Grateful Patients
September 3, 2023

5 lessons I’ve learned in 13 years of running past patient mailings

Patient mailings are one of the best tactics you could deploy as an NHS charity

Patient mailings are quite simply one of THE best acquisition tools you can use as an NHS charity. And if you’re not doing them, for whatever reason, then I implore you to think again. Strategically they are one of the best tools you can use to grow your database quickly, see an immediate return. They have a very low cost per acquisition and they have a brilliant ROI which other charities would kill for!

I’ve been doing past patient mailings for over 13 years. More than 50 patient mailings later, here are some surprising insights:

  1. Our Past Patient mailings never had an ask in them. This was one of our agreed golden rules to get the hospital to agree. Now with the introduction of GDPR, an ask wouldn’t get past the legitimate interest test.
  2. In the early days we were only permitted to mail broad swathes of patients with zero segmentation. E.g. Patients who have visited the hospital in the last 3 months. The letter was generic referencing “treatment” and “the hospital” and didn’t reference a specific department or clinician. These averaged an income of £10,605.
  3. In time we were allowed to introduce department-specific mailings.The mailing volumes were of course much smaller, and the data-pull process was significantly more complex so required more time from our hospital colleagues to make them work.

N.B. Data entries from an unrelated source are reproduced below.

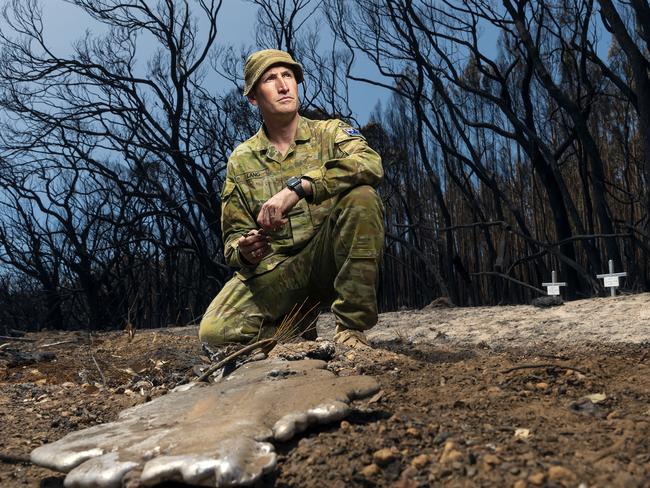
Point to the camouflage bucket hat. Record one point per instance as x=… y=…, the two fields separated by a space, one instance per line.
x=258 y=62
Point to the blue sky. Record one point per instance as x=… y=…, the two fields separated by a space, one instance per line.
x=65 y=23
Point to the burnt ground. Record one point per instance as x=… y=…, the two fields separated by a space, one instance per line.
x=448 y=414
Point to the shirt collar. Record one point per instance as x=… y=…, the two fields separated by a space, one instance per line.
x=261 y=141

The department-specific mailings were extraordinarily successful and raised on average double the amount of the generic mailings with an average income of £20,694.
  4. Our best ever patient mailing raised £161,400. Without an ask! This department-specific mailing had a response rate of 10.1% and an average gift of £121. This wasn’t our highest average gift but this mailing generated a few major gifts, hence the incredible amount raised.
  5. Our highest response rate to a past patient mailing was 16.7% This was a Urology mailing. It “only” raised £2,125 but was “only” sent to 150 patients - this was a mailing where the clinician wrote to his patients personally.
  6. When you involve clinicians in planning for patient mailings, they get so excited about results - they enjoy the thrill of fundraising and get closer to your team.
  7. Now whenever starting a new appeal, I would always start with a recruitment patient mailing. I would then write to all responders to tell them about the impact we have already made in “their” department and invite them to an informing event to hear from “their” clinician about fundraising needs.
  8. The hospital remains resolutely supportive of patient mailings because of the results they achieve. The key to making a success of mailings is to work closely with the Patient Experience / Engagement Team. They see the patient mailings as enhancing the work they do.

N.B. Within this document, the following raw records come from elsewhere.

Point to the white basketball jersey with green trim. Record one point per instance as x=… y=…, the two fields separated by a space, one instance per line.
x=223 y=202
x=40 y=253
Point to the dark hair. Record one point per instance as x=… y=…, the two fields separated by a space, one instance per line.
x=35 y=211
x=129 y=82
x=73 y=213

If you’re struggling with getting your hospital on board with patient mailings then prioritise your hospital relationships first. Cultivate relationships with key people. Share a case study with them from another hospital which has taken the leap and ask what their concerns are. NHS culture is very risk-averse and hospitals are always looking over the garden fence at their peers for reassurance that they have permission to do something.

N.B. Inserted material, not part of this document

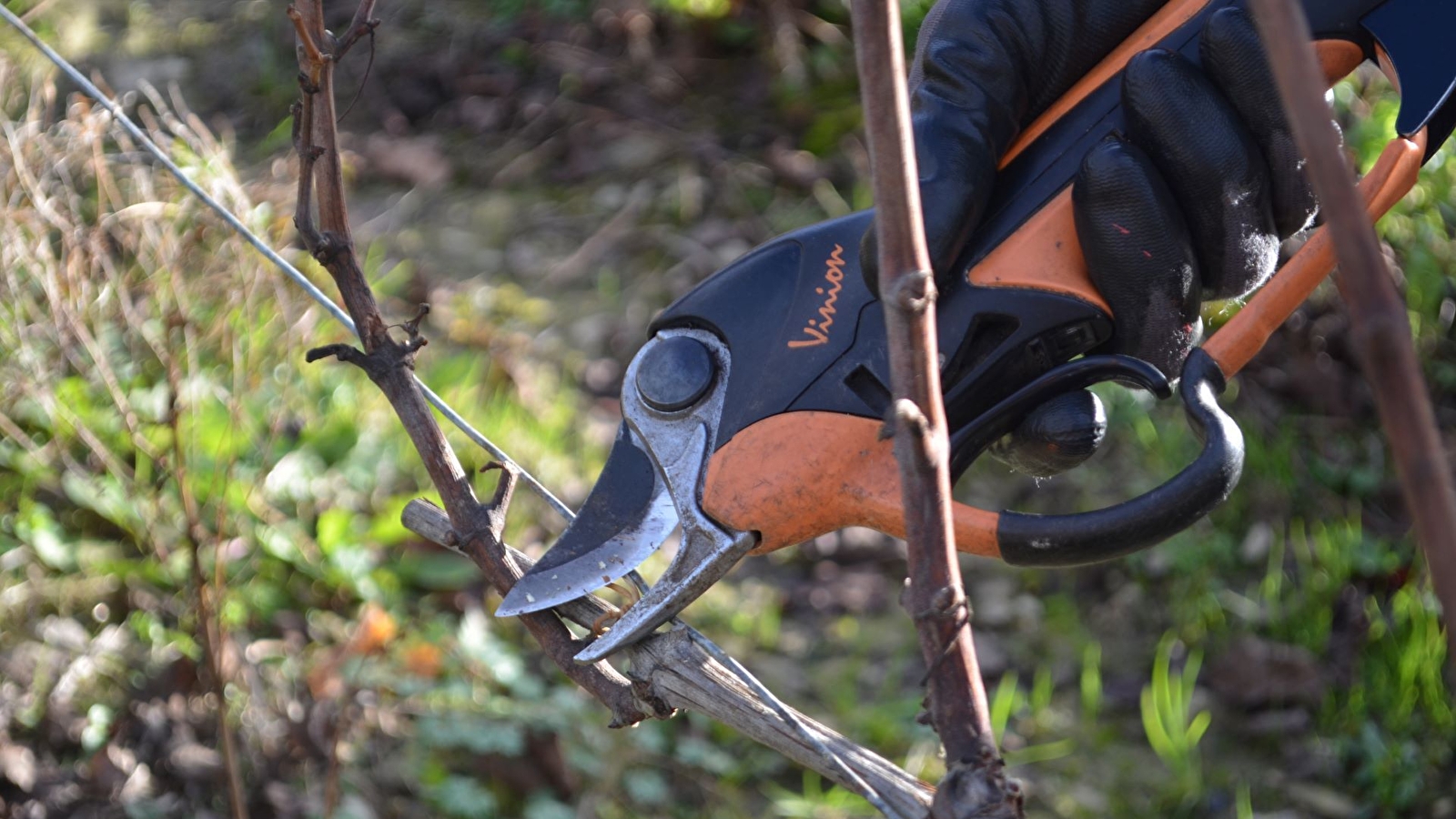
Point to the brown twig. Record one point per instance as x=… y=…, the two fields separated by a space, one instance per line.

Most importantly, remember that past patient mailings are just one “sliver” of a comprehensive Grateful Patient Fundraising Programme and should be interwoven with other tactics for best results! The magic happens after you have recruited patients when you start to connect them with clinicians who are firmly supportive of fundraising - after you have done the ground work to start building a culture of philanthropy in your hospital.